2024 Volume 41 Issue 4 Pages 292-300
セルペルカチニブの国際共同第1/2相試験(NCT03157128)の2023年1月カットオフデータを用い,RET融合遺伝子陽性甲状腺癌患者およびRET遺伝子変異陽性甲状腺髄様癌患者の有効性および安全性を評価した。独立評価委員会判定による奏効率(RECIST v1.1)を主要評価項目とした。RET融合遺伝子陽性甲状腺癌患者で標準的な治療歴を有する32名,有さない23名,RET遺伝子変異陽性甲状腺髄様癌患者でカボザンチニブ又はバンデタニブによる治療歴を有する143名,有さない116名の各コホートを解析対象とし(日本人10名を含む),奏効率は74.1%~100%であった。安全性は既報と大きな差はなく,日本人集団も既報と同等であった。セルペルカチニブは,治療歴の有無にかかわらずRET遺伝子異常を有する甲状腺癌患者で本データカットオフ時点でも継続的な有効性が確認され,新たな安全性の懸念は認められなかった。
セルペルカチニブは,RETキナーゼを選択的に阻害する低分子標的薬である[1]。2017年に,RET遺伝子異常を有する固形癌患者を対象にセルペルカチニブの有効性および安全性を評価する国際共同第1/2相試験(LIBRETTO-001,NCT03157128,以下本試験)が開始された。

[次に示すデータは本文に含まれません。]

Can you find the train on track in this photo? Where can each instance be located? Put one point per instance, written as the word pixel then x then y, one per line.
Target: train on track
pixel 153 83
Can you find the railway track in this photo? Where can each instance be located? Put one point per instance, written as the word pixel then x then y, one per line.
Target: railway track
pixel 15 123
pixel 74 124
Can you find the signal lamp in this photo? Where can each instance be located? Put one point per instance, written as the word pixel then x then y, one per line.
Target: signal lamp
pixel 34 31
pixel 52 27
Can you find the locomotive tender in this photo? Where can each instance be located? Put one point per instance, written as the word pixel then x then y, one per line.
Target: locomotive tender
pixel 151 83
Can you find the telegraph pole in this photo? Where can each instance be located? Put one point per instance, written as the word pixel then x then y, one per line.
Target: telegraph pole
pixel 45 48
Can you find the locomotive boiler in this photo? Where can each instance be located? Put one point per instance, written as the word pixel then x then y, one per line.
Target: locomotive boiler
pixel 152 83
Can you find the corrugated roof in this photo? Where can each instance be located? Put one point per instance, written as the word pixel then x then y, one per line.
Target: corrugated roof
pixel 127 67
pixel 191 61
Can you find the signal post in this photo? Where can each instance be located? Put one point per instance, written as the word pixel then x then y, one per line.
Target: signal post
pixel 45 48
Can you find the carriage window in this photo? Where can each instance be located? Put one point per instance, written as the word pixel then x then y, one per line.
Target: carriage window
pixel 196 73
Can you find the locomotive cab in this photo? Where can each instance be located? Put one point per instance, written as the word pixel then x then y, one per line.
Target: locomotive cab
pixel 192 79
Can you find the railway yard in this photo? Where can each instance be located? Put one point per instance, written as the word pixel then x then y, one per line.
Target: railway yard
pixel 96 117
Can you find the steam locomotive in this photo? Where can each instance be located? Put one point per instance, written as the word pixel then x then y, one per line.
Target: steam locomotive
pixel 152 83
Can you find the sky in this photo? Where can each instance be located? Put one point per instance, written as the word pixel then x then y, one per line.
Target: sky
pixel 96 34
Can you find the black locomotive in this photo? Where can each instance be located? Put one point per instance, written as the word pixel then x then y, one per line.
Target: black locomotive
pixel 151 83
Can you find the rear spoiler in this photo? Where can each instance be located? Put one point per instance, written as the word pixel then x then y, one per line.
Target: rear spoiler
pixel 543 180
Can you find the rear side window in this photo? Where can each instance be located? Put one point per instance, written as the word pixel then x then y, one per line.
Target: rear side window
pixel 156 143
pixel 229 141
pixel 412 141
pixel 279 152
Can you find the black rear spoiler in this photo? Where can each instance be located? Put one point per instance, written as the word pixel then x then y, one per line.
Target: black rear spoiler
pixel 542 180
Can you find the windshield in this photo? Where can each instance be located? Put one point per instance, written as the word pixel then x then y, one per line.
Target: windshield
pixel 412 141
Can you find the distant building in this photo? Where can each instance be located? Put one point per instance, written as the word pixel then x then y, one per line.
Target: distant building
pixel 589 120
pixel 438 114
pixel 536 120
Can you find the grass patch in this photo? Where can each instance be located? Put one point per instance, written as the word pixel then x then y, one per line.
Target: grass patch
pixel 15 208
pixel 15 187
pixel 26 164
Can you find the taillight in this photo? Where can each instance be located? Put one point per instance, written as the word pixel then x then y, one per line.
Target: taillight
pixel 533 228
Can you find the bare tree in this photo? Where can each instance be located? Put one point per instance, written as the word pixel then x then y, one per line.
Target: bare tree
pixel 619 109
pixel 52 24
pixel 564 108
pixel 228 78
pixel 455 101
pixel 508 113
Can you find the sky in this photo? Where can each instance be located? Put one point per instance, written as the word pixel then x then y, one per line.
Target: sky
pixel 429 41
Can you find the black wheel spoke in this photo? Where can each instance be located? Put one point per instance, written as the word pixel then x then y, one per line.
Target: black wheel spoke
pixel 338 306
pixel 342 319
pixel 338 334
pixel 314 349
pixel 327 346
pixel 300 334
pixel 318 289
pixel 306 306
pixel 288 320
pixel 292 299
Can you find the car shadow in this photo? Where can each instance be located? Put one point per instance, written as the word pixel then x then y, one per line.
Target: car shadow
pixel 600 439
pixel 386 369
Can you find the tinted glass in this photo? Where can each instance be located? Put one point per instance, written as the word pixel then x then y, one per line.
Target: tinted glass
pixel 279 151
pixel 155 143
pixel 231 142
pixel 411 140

本試験の2020年3月カットオフデータで,独立評価委員会判定による奏効率(objective response rate:ORR)を主要評価項目として有効性および安全性が確認され,本邦では2021年にRET融合遺伝子陽性の切除不能な進行・再発の非小細胞肺癌,2022年にRET融合遺伝子陽性の根治切除不能な甲状腺癌(thyroid cancer:TC)およびRET遺伝子変異陽性の根治切除不能な甲状腺髄様癌(medullary thyroid cancer:MTC)を効能・効果として承認された。
本試験の2023年1月カットオフデータから,RET融合遺伝子陽性TC患者(コホート1および2)およびRET遺伝子変異陽性MTC患者(コホート3および4)での有効性および安全性を報告する。

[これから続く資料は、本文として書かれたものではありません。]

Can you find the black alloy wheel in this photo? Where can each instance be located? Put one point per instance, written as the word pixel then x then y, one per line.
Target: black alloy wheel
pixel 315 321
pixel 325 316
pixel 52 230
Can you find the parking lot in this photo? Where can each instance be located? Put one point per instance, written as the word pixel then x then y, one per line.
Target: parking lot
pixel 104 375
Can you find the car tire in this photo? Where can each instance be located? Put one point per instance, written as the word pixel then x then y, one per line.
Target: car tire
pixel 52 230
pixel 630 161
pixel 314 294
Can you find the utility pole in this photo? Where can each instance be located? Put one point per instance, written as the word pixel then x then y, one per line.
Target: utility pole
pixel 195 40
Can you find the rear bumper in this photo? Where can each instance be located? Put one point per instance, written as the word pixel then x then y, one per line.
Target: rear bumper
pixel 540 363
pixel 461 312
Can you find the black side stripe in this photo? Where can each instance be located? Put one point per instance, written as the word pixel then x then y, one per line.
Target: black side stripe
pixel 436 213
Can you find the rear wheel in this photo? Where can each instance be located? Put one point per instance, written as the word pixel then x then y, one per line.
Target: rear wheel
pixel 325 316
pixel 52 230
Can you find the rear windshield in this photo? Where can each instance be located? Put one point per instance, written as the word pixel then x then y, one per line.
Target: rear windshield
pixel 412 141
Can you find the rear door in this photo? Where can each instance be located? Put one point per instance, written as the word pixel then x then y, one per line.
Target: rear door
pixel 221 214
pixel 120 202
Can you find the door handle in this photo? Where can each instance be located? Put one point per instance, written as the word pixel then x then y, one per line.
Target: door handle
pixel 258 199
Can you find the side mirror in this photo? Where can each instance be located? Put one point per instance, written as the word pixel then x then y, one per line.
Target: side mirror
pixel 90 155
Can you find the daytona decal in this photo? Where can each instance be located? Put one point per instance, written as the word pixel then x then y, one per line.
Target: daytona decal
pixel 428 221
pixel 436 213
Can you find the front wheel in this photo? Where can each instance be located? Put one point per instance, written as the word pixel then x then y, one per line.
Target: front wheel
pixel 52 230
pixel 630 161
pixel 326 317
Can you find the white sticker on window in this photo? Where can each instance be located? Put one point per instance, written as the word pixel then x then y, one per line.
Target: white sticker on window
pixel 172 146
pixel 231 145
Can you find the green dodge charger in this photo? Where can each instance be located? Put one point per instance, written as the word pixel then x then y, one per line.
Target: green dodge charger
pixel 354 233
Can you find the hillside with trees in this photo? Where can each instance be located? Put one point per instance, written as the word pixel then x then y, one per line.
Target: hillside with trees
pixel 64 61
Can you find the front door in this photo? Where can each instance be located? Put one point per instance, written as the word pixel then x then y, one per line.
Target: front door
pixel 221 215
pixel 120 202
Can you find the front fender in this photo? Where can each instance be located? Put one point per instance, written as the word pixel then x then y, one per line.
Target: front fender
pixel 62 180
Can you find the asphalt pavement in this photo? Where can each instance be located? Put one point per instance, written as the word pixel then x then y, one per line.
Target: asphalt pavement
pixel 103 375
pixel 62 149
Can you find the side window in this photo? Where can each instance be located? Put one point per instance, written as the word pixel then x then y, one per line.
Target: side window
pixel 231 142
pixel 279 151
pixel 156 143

本試験の試験方法は既に公表されているため[2,3],本稿では概要を示す。
試験デザイン・試験方法本試験は,非盲検,多施設・国際共同,第1/2相試験である。試験デザインおよびセルペルカチニブの用法用量を図1に示す。本試験は関連法規を遵守して実施され,試験実施計画書などは治験審査委員会での承認を受けた。患者からは,試験開始前に同意文書を取得した。
試験デザイン
第1相パートでは,セルペルカチニブの用量を20 mg(1日1回)から240 mg/回(1日2回)へ漸増し,第2相パートでの推奨用量を決定した。日本人患者6名以上に第2相の推奨用量を投与し,安全性を確認した後,第2相パートへの日本人患者の登録を開始した。第2相パートでは,1サイクルを28日間とし,病勢進行,許容できない毒性,又はその他の投与中止理由が生じるまで,第2相推奨用量である160 mg/回(1日2回)を投与した。
第2相パートはコホート1~6から構成されるが,本稿では日本で承認された適応症での有効性および安全性を報告するため,コホート1~4に登録された患者のみを解析対象とした。
2017年5月に最初の患者が登録され,セルペルカチニブの投与は病変進行などの投与中止理由が生じるまで,また本試験は観察期間終了まで継続される予定である。
データカットオフ日:2023年1月13日
安全性解析対象集団:第2相パートのコホート1~4に登録され,セルペルカチニブを1回以上投与されたRET融合遺伝子陽性TC患者およびRET遺伝子変異陽性MTC患者
有効性解析対象集団:安全性解析対象のうち,初回投与後少なくとも2回の画像評価に相当する期間を観察する機会があった患者
*コホート2では,放射性ヨウ素による治療歴の有無を問わない。
略号:BID=1日2回,CABO=カボザンチニブ,MTC=甲状腺髄様癌,QD=1日1回,TC=甲状腺癌,VAN=バンデタニブ
腫瘍中にRET遺伝子異常が確認された12歳以上の進行性又は転移性固形癌患者で,Eastern Cooperative Oncology Group performance statusが0~2の患者を対象とした。RET融合遺伝子陽性TC患者で,放射性ヨウ素,並びにソラフェニブ又はレンバチニブによる治療歴を有する場合はコホート1に,ソラフェニブ又はレンバチニブによる治療歴を有さない場合はコホート2に登録された。RET遺伝子変異陽性MTC患者で,カボザンチニブ又はバンデタニブによる治療歴を有する場合はコホート3に,治療歴を有さない場合はコホート4に登録された。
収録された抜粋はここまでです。